Galvão Bueno tendo um ataque apoplético após o jogo da seleção brasileira é comparável ao General Custer indignado com o genocídio de índios norte-americanos. Galvão, afinal, que foi em outros tempos ótimo narrador, é um ícone, com suas patacoadas histéricas de arauto do Brasil grande, do processo mais amplo de destruição da seleção masculina de futebol. A obra dessa destruição é complexa, coisa de morte matada com mais de oitenta tiros e uma cacetada de assassinos. E digo logo que é uma morte dupla, já que a seleção morreu também no campo do simbólico.




Eu acuso…

1- a bandidagem burlesca da CBF;

2- a transformação de jogador de futebol em celebridade pop de ocasião, com decisiva colaboração da mídia: a turma, antes de pensar em jogar bola, quer entrar em campo com gel no cabelo, sobrancelha feita, suvaco depilado, creme de proteção facial, brinco de ouro, protetor labial e outros salamaleques.
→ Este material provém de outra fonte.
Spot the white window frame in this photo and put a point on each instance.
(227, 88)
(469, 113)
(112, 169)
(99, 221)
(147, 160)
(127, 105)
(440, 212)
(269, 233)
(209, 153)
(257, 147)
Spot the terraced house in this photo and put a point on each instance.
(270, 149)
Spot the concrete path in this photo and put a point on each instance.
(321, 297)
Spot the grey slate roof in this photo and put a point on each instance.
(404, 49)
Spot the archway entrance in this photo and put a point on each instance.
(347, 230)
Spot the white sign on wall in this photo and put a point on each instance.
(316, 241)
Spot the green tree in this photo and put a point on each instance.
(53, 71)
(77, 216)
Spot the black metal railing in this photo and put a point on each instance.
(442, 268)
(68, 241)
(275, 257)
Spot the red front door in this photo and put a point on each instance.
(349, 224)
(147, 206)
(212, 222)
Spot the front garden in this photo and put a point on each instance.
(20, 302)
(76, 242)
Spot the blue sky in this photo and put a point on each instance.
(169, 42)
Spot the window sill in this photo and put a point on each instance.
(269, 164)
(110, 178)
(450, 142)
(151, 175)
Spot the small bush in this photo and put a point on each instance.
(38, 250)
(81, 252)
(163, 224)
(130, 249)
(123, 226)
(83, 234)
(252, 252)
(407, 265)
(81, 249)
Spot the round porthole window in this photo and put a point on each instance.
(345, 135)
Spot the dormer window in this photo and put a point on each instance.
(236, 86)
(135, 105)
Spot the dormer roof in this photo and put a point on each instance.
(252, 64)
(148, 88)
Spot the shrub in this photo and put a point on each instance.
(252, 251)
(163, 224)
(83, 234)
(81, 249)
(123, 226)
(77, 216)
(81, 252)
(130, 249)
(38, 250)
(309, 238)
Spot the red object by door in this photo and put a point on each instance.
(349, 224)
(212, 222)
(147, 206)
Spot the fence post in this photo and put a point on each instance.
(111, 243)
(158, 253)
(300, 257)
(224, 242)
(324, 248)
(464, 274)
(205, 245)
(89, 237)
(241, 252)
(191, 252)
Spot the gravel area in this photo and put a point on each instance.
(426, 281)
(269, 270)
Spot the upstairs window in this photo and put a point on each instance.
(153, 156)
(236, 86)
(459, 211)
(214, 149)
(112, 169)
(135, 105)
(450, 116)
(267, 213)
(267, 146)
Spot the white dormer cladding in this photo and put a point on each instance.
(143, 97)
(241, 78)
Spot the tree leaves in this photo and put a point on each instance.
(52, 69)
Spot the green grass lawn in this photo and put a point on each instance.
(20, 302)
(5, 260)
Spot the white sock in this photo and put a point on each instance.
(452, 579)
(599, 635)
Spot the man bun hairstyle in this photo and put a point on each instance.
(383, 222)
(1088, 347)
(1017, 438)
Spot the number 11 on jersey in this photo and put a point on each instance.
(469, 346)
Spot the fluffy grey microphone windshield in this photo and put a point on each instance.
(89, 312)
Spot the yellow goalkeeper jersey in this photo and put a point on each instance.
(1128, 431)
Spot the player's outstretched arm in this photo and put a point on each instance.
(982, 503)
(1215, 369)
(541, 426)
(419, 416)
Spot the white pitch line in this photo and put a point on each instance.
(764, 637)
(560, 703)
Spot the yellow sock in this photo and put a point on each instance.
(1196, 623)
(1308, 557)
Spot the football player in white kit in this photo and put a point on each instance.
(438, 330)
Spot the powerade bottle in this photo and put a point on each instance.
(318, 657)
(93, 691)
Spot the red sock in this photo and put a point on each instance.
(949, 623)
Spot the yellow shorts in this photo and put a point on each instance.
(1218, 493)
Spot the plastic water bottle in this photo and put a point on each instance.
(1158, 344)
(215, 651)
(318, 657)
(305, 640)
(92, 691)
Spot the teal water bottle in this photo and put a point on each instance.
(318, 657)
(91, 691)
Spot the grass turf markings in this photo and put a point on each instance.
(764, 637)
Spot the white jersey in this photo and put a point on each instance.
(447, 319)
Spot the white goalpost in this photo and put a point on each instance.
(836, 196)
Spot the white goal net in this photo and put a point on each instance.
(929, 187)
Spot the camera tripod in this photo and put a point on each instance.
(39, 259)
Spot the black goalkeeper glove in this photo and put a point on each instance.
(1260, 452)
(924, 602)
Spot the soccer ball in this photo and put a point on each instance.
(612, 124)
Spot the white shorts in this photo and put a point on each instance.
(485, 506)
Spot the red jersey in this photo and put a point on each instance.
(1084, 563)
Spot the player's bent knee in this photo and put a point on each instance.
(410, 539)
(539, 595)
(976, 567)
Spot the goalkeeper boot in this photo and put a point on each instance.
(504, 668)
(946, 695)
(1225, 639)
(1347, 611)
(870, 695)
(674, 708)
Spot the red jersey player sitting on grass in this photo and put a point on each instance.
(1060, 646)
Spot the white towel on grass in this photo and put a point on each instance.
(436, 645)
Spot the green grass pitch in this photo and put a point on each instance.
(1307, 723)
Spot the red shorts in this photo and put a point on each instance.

Nem vou falar das cinquenta e tantas tatuagens de metade da seleção brasileira, e dos cortes de cabelo geométricos que exigem manutenção diária;

3- a morte dos estádios, virados em arenas multiuso, com bistrô, loja de conveniência, espaço gourmet e outras babaquices;

4- a profanação das camisas dos clubes com propagandas de cursos de inglês, bancos, funerárias, produtos de limpeza, organismos internacionais de combate à fome ou coisa que o valha;

5- a limitação dos nossos técnicos, que ainda se arvoram a dizer que se reciclaram depois de passar uma semana fazendo estágio no Barcelona;

6- o baixo nível de grande parte da imprensa esportiva, jabazeira e bajuladora;

7- a morte da rua e da várzea como espaços cotidianos da pratica do futebol e de sociabilidade da garotada, agora obrigada, se quiser brincar de jogar bola, a se inscrever nas escolinhas de clubes, onde o lúdico perde espaço para a domesticação do talento;

8- a linguagem moderninha dos narradores e comentaristas, aqueles que chamam o craque de “atleta diferenciado”, passe pro gol de assistência (deslumbrados com a NBA), reserva de peça de reposição e coisas do gênero;

9- a quebra do vínculo simbólico que unía a seleção ao torcedor e passava pelo clube;

10- a “barcelonização” da torcida infantil, refletida nas crianças brasileiras que andam se declarando torcedoras de clubes europeus, em alguma medida porque os laços simbólicos que citei acima foram quebrados;

11- a incapacidade dos donos do futebol pensarem em potencializar estes laços simbólicos, enfrentando o desafio colocado pela globalização, um fenômeno que gera a uniformização dos padrões culturais e inibe a produção de novos conhecimentos e técnicas, tanto no plano coletivo como no individual. Isso claramente se reflete até na perda de algumas características do nosso modo de jogar bola. Lidamos com essa demanda de forma autofágica, jogando a água da banheira fora com a criança dentro, em um processo que, a médio prazo, vai destruir clubes pequenos e médios (já destrói) e restringir o futebol brasileiro apenas aos clubes que tiverem mais clientes consumidores do jogo (essa nova entidade que está surgindo no lugar dos torcedores).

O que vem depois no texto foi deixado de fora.